2022年10月、静嘉堂文庫美術館が丸の内・明治生命館に移転した。愛称は「静嘉堂@丸の内」。世田谷区岡本にあった時より、格段に交通の便がよくなった。開館記念展覧会「響きあう名宝 ―曜変・琳派のかがやき―」では、曜変天目をはじめ、国宝7件を含む数々の至宝が展示されている(前期・後期で展示替えあり)。
Web サイトから、展覧会の概要を示す文章を引用する:
創設130周年を迎える静嘉堂は、美術館のギャラリーを世田谷岡本の地から、丸の内の重要文化財建築、明治生命館(昭和9年〈1934〉竣工)1階へ移転いたしました。 開館記念展第1弾となる本展では、静嘉堂が所蔵する全ての国宝を始め、茶道具・琳派作品・中国書画や陶磁器・刀剣などの選りすぐりの名宝を、新たな建築空間に合わせ4つのテーマで展観するものです。
昭和初期の代表的な近代洋風建築の、大理石を多用した重厚な建築美の中、高い天窓から自然光が差し込むホワイエを取り囲むように向き合う4つの展示室で、作品は数百年の歴史ある輝きを放ちながら互いの美を響かせあい、皆さまをお迎えいたします。 明治20年代の半ば、静嘉堂創始者の岩﨑彌之助は丸の内で三菱のオフィスビル街建設を進めながら、その一角に「ミュージアム」なるものを造りたいと願いました。100年を超える創立者の夢が今、花開きます。

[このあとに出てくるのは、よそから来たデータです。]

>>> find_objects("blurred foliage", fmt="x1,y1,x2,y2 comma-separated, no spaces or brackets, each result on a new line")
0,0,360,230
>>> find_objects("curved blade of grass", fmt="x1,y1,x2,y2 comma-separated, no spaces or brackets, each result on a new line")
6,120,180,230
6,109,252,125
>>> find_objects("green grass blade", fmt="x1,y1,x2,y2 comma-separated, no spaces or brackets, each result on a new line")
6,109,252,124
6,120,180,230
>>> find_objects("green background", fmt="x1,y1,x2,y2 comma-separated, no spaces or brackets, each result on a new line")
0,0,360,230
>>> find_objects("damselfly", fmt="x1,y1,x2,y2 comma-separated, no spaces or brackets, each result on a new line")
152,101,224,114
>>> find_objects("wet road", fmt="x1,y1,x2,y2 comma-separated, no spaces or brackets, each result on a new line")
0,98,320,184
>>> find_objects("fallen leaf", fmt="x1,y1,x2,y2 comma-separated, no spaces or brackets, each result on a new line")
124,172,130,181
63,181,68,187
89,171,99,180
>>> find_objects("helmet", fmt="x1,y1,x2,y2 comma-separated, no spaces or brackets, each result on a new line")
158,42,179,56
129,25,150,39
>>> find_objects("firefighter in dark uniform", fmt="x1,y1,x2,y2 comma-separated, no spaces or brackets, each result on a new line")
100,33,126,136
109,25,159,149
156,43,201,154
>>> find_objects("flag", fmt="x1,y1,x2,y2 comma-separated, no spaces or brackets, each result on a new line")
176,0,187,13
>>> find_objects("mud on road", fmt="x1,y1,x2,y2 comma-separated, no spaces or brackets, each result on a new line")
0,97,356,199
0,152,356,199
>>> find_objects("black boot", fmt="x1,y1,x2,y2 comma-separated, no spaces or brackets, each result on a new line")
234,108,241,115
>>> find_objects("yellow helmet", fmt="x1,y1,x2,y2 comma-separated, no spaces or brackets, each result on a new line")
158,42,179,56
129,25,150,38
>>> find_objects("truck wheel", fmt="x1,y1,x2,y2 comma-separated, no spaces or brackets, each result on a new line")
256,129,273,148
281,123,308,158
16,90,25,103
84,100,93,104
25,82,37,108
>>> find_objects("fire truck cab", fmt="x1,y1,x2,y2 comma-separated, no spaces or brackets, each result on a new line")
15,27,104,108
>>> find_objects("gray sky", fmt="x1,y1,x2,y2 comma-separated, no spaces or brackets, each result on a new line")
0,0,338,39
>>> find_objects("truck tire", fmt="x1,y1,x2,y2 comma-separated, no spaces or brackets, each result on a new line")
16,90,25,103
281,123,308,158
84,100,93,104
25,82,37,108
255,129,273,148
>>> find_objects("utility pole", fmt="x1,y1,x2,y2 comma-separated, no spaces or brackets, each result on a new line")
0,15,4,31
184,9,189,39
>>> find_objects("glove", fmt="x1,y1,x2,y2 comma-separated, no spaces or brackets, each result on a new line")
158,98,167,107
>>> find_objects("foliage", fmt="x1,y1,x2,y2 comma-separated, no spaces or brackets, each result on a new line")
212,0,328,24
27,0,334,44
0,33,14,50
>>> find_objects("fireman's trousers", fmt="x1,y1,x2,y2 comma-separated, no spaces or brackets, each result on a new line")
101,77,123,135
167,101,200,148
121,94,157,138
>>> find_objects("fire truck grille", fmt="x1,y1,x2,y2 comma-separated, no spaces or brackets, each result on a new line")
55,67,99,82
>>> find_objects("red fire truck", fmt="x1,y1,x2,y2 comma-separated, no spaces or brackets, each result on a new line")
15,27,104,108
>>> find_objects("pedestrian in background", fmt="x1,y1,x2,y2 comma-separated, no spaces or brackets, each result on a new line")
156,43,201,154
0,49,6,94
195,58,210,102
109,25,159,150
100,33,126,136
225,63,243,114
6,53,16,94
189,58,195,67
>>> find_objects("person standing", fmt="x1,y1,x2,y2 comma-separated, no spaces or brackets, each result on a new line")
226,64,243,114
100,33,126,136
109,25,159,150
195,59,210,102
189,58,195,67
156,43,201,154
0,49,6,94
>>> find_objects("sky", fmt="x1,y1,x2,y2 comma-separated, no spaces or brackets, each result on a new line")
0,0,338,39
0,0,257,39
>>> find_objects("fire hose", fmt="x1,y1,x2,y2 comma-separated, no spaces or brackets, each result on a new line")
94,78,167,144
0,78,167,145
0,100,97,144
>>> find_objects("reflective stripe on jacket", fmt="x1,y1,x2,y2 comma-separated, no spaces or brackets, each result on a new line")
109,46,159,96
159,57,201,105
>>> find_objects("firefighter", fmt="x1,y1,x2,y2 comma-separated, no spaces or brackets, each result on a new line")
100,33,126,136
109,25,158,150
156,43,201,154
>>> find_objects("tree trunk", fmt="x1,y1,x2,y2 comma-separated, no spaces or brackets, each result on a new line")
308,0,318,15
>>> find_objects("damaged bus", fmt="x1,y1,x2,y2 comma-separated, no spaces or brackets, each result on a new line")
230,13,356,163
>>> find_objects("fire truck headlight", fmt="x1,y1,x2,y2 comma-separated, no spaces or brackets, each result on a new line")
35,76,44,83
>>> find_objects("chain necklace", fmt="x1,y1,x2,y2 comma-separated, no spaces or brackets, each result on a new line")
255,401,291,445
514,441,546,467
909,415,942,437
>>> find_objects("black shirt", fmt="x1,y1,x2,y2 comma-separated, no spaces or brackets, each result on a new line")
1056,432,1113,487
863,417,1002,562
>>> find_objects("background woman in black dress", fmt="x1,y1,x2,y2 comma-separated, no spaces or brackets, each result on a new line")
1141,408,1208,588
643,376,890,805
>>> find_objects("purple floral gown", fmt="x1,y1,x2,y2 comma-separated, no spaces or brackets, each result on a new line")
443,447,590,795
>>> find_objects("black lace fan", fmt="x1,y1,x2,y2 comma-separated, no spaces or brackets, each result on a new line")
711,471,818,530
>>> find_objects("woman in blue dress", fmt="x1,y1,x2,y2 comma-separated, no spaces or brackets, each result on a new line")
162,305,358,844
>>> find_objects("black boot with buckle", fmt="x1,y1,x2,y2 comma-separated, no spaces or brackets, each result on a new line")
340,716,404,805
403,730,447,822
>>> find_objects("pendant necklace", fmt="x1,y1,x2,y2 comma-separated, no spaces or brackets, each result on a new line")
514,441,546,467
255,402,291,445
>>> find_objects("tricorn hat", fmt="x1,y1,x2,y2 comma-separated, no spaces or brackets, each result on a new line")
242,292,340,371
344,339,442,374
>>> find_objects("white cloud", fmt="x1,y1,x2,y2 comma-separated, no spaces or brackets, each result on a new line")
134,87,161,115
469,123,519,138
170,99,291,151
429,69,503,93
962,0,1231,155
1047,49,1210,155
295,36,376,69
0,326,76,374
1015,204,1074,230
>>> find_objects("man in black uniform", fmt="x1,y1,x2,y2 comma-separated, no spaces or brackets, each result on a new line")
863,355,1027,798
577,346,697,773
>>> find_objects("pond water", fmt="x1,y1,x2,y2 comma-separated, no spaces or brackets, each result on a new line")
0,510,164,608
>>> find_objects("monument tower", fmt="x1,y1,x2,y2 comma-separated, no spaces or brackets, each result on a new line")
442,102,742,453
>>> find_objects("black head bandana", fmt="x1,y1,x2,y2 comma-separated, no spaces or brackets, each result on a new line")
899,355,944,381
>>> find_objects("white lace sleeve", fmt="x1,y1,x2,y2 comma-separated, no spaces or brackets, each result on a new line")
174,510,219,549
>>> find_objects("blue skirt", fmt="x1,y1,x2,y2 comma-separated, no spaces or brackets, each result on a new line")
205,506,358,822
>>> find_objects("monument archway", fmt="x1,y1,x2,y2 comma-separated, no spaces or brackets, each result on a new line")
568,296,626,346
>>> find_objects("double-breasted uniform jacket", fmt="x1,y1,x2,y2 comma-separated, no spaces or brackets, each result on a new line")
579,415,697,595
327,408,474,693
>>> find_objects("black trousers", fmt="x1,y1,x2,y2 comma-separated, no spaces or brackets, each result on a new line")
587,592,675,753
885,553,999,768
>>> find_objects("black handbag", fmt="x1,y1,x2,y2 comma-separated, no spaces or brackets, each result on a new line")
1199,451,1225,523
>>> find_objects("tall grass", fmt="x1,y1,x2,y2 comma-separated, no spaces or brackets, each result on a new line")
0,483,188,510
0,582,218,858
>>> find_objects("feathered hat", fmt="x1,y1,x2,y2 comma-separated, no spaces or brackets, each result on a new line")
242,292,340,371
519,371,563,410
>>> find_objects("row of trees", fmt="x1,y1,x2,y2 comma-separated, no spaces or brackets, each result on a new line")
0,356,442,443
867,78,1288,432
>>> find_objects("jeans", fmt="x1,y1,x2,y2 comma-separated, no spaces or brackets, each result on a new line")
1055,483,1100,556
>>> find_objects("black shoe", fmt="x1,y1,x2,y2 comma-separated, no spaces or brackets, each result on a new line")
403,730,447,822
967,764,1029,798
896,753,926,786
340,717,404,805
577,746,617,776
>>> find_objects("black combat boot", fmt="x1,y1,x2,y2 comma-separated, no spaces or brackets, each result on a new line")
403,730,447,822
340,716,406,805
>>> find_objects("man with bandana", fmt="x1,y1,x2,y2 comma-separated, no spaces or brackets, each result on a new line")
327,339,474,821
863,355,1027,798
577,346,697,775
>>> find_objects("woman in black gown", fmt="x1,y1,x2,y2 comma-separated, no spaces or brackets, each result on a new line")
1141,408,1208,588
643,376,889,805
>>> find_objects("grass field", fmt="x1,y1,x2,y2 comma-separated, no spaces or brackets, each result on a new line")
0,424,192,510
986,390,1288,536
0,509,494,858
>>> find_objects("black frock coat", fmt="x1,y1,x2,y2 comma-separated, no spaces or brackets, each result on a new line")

岩崎彌之助、小彌太の父子によって蒐集された文化財の数々は、中国の青磁・天目茶碗、絵、書と多岐にわたり、さらにはきらびやかな琳派の絵・工芸品も展示されている。源氏物語の一場面を描いた俵屋宗達の屏風、尾形光琳、酒井抱一、鈴木其一の絵が並ぶ。
至宝の由来・解説を読むために、図録を購入。展覧会で目にした茶道具が、織田信長、豊臣秀吉、徳川家康などの手を経てきたことを知ると、感慨深い。
南宋で一時期作られた曜変天目茶碗は、世界にも3点つしか現存しておらず、そのすべては日本にあり国宝となっている。静嘉堂にあるものはその一つで、稲葉天目と言われている。
開館記念ということで、かなり「大判振る舞い」の展覧会であり、目の保養になる。